インターネット経由などドメイン外からIEなどのブラウザでOrchestrator Consoleにアクセスするとパスワードなどは合っているはずなのに、以下のようなセキュリティエラーが発生する事象があります。
エラー
Orchestration コンソール 現在の処理の実行エラーが発生しました。 セキュリティエラーです。
Orchestration コンソール 現在の処理の実行エラーが発生しました。 Orchestrator Web Service に接続できませんでした。考えられる原因: -サービスがダウンしています。 -サービスのURLが無効です。 -アクセスが拒否されました。
Error executing the current operation. Cannot connect to the Orchestrator Web Service.

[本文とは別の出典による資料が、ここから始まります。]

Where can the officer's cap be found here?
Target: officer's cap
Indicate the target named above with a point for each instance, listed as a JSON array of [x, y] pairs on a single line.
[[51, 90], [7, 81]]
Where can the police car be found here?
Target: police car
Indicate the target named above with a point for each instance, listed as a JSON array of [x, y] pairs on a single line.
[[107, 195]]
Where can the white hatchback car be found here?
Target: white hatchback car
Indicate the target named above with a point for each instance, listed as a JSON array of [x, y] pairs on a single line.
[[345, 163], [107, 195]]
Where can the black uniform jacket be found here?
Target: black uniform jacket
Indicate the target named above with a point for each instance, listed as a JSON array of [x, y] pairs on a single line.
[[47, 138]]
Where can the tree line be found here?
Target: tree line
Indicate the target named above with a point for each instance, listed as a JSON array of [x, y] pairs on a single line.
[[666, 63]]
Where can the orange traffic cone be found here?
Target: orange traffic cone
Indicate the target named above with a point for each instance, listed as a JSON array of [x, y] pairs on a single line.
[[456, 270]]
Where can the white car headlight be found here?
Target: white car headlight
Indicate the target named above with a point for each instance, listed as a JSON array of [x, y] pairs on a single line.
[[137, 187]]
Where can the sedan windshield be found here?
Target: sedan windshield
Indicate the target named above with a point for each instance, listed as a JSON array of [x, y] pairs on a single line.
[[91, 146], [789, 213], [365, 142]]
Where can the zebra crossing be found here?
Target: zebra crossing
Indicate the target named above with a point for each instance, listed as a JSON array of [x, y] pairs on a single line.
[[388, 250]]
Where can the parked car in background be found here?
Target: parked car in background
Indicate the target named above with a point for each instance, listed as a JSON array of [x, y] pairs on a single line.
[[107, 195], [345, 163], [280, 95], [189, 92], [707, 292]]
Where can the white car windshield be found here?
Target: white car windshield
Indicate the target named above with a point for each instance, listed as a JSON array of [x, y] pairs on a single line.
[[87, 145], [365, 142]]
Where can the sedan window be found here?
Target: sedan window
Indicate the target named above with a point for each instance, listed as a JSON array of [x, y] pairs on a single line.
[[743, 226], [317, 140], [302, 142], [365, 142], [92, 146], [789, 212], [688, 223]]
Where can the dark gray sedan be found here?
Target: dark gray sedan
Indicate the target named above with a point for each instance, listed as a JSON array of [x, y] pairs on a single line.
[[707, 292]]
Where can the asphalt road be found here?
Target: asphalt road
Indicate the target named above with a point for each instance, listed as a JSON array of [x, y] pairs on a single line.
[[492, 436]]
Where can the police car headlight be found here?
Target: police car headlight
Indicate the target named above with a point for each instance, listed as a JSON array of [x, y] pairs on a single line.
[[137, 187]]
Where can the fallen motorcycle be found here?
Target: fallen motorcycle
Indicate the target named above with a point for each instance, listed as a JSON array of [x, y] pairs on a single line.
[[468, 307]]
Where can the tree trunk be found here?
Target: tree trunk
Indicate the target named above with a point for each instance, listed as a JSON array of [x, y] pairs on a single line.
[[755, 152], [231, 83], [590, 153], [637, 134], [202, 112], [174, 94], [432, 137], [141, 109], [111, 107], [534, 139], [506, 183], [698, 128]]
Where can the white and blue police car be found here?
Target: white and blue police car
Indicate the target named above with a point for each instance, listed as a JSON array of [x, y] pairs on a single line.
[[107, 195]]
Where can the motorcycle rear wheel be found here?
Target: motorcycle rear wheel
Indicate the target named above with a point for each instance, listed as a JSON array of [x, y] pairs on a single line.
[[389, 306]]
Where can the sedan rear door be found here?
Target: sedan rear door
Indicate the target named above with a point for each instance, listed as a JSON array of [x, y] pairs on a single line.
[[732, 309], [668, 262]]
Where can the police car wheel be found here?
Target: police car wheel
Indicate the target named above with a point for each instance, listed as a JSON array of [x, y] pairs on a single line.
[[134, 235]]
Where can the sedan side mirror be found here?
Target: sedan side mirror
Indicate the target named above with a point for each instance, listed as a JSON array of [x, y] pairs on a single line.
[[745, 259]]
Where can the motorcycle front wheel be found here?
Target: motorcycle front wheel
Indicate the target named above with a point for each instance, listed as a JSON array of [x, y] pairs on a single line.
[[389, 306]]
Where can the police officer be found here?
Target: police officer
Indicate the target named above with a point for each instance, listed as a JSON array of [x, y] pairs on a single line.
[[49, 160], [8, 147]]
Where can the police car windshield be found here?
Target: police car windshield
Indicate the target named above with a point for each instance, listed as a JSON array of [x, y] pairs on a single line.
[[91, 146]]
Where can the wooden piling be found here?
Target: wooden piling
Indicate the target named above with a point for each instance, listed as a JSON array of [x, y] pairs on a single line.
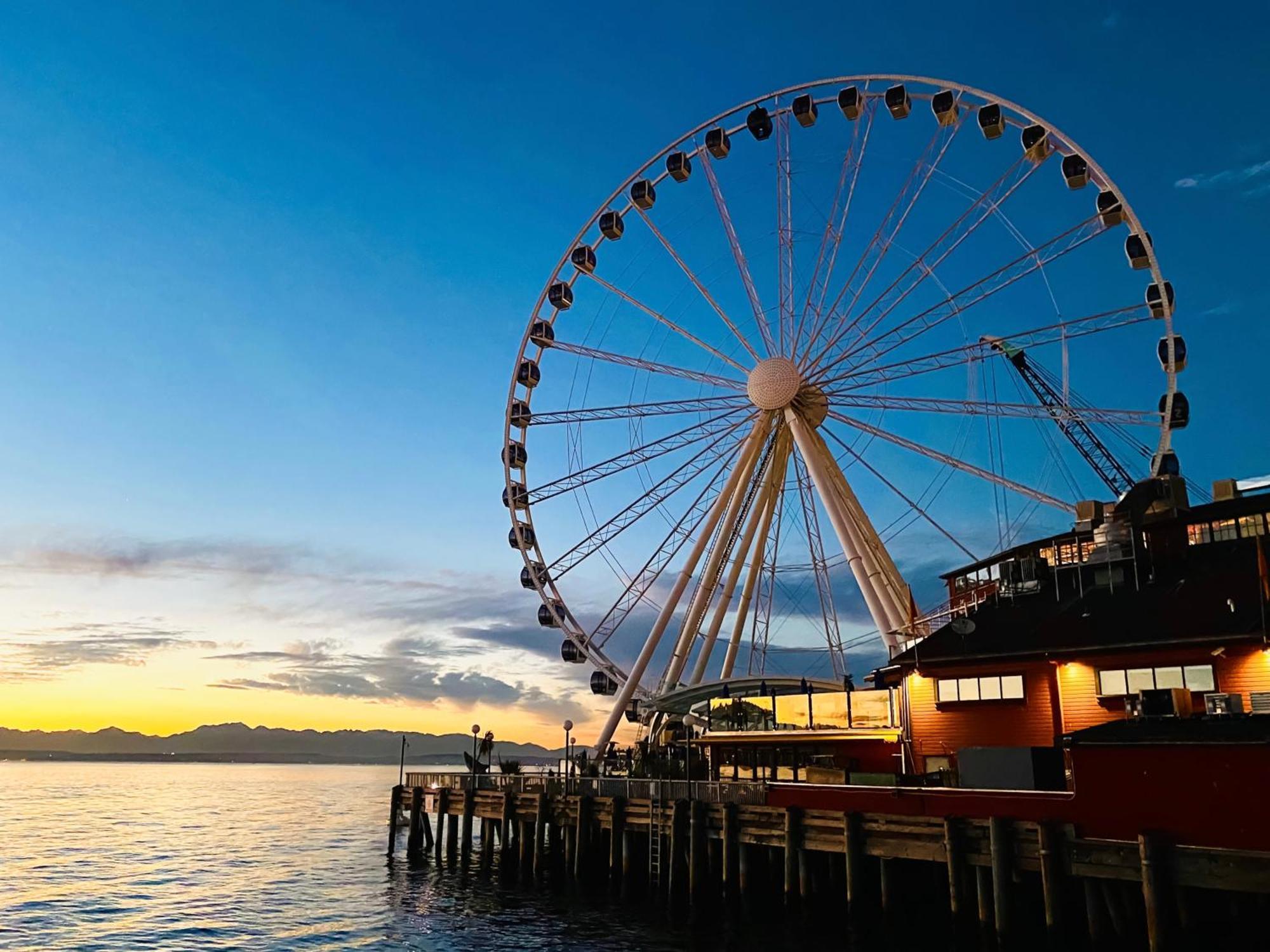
[[793, 841], [1052, 876], [443, 812], [1154, 884], [618, 838], [699, 860], [953, 860], [469, 812], [1003, 873], [540, 835], [394, 809], [582, 856], [854, 850], [415, 838]]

Possible reason(s): - the service is down - invalid service URL - access denied
原因
事象としては、ブラウザから「SC-ORCH-HOST」でアクセスするとうまくいき、「SC-ORCH-HOST.domain.com」でアクセスすると上記のエラーになります。
Orchestration ConsoleはOrchestrator操作用のWeb Service内部的に呼んでいるのですが、ここで使われているのがFQDNでなくNetBios名であることが原因です。
具体的には以下のファイルの中身になります。
C:\Program Files (x86)\Microsoft System Center 2012 R2\Orchestrator\Orchestration Console\Web.config
ファイル内のScoServiceUriのエントリがNetBios名になっているところが原因です。
<add key="ScoServiceUri" value="http://SC-ORCH-HOST:81/Orchestrator2012/Orchestrator.svc"/>
対策
このファイルの設定や、DNSなどの名前解決を調整することで解決できます。
例えば、一番簡単な方法の一つとして、
<add key="ScoServiceUri" value="http://SC-ORCH-HOST.domain.com:81/Orchestrator2012/Orchestrator.svc"/>
と直してIISのサイトを再起すると、http://SC-ORCH-HOST.domain.com:82でアクセスできるようになります。
更にWindows統合認証を利用したSSOをしたい場合は、その後にIEの「ツール」>「インターネットオプション」>「セキュリティ」>「ローカルイントラネット」>「サイト」で「SC-ORCH-HOST.domain.com」を追加してあげます。これで自動ユーザ認証もできるようになります。